During the planning phase of a query, Atoti will automatically retrieve data from Aggregate Providers when that is possible.
Advanced considerations:
- If Atoti can retrieve the data from multiple Aggregate Providers, Atoti will attempt to use the Aggregate Provider best matching the retrieval's granularity.
- Atoti does not pull data from an Aggregate Provider if it does not contain the entire list of aggregated measures required in the retrieval.
- Atoti does not merge partial data sets coming from multiple Aggregate Providers.
Filter Selection
Aggregate Providers can be optimized for specific query patterns by applying filters limiting their scope. This capability is particularly valuable when a subset of the data receives the majority of queries while needing maximum performance.
An Aggregate Provider's filter determines which subset of data should be pre-aggregated. For each level of the level selection, the filter defines a collection of members to include.
Type Selection
Atoti offers three types of Aggregate Providers, each with its own characteristics and trade-offs:
- Just-in-Time (JIT) Provider
- Delegates aggregated-data retrieval execution to the underlying database/datastore
- Does not store any data
- Lightweight but slower performance
- Best suited for scenarios where memory conservation is critical
- Leaf Provider
- Stores pre-aggregated data in a tabular structure
- Uses runtime scanning of the tabular structure to match query conditions
- Provides a balance between memory usage and performance
- Processes queries by:
- Converting retrieval location and filter into boolean conditions
- Scanning the tabular structure to find matching lines
- Bitmap Provider
- Stores pre-aggregated data in a tabular structure
- Maintains an additional bitmap index for faster lookups
- Offers the fastest query performance but highest memory usage
- Processes queries by:
- Converting retrieval location and filter into boolean conditions
- Using the bitmap index for rapid condition matching
The choice between provider types involves balancing query performance requirements with available
memory resources.
A bitmap index's memory footprint scales with the cardinality of each selected level.
Partitioning Selection
Aggregate Providers can be configured to support parallel query execution through data partitioning. When enabled, this feature:
- Divides pre-aggregated data into separate partitions
- Allows the computation chain to process these partitions independently
- Maintains the separation of data for as long as possible during query execution
Benefits of partitioning include:
- Improved query performance through parallel processing
- Better resource utilization across multiple threads
Selecting a partitioning requires analysis of both Query Patterns and Data Distribution: the goal
is to evenly distribute the data across the partitions while evenly distributing the workload.
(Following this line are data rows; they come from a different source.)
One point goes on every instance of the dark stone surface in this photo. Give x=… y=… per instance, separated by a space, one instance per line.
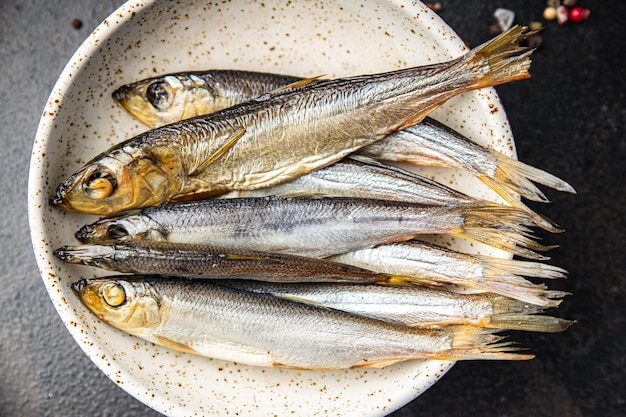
x=569 y=119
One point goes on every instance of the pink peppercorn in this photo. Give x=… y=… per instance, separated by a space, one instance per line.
x=578 y=14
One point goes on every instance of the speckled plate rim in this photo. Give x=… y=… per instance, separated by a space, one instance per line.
x=426 y=373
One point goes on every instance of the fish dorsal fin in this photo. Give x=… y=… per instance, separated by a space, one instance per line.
x=298 y=84
x=234 y=138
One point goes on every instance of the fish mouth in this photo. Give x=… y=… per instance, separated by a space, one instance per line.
x=79 y=286
x=84 y=233
x=60 y=202
x=119 y=95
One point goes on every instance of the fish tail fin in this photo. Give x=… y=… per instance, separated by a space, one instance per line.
x=526 y=292
x=475 y=343
x=506 y=268
x=517 y=176
x=512 y=199
x=506 y=59
x=505 y=277
x=501 y=227
x=518 y=315
x=512 y=176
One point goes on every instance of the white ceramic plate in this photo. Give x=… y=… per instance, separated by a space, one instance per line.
x=305 y=38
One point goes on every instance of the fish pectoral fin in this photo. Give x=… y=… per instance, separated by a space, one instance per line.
x=302 y=300
x=171 y=344
x=379 y=364
x=292 y=86
x=238 y=134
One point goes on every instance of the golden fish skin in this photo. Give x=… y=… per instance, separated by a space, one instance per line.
x=360 y=177
x=211 y=262
x=281 y=136
x=316 y=227
x=412 y=305
x=170 y=98
x=264 y=330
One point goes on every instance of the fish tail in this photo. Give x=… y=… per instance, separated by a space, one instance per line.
x=501 y=227
x=517 y=315
x=517 y=176
x=505 y=268
x=506 y=59
x=525 y=291
x=513 y=176
x=508 y=194
x=475 y=343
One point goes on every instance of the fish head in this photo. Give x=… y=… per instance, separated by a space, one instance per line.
x=128 y=305
x=118 y=180
x=160 y=101
x=131 y=226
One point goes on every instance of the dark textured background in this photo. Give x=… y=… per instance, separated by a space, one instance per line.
x=569 y=119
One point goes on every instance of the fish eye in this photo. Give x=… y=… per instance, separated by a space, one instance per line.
x=158 y=95
x=116 y=232
x=113 y=294
x=100 y=184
The number of CPU cores should be taken into account as well.
Selecting a partitioning is optional. When unspecified, the Aggregate Provider will
automatically align its partitioning with the underlying datastore (if applicable).
Characteristics
Atoti automatically and transparently maintains the defined Aggregate Providers.
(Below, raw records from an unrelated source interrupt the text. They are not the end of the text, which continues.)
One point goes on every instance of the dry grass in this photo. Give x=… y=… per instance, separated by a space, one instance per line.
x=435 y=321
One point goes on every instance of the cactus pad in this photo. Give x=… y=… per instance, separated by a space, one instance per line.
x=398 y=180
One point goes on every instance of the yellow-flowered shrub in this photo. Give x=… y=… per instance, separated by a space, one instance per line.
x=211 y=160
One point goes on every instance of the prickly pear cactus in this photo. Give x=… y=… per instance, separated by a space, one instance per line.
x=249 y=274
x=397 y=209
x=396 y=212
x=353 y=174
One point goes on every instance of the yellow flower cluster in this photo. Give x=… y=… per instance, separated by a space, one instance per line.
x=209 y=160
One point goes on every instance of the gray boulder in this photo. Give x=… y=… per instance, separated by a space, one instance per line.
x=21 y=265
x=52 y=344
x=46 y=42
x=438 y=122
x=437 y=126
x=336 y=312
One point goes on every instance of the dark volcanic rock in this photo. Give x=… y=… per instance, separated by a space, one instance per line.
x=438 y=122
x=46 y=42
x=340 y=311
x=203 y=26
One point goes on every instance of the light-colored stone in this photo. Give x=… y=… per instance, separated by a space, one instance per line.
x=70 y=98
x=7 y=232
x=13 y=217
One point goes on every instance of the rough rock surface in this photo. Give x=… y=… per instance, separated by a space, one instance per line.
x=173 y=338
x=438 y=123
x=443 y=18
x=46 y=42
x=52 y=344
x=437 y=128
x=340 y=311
- Whenever possible, Atoti prioritizes using an Aggregate Provider over using the underlying database's aggregation capabilities.
- Aggregate Providers natively handle data versioning, ensuring consistent version management across the system.
- With a datastore as the core of the application's architecture, Aggregate Providers dynamically react to datastore transactions, maintaining perfect synchronization between the Datastore, the Cube, and its Aggregate Providers.
With an external database as the core of the application's architecture, Atoti cannot automatically listen to a stream of updates coming from the database. In this case, Data Versioning and Consistency is the responsibility of the end user.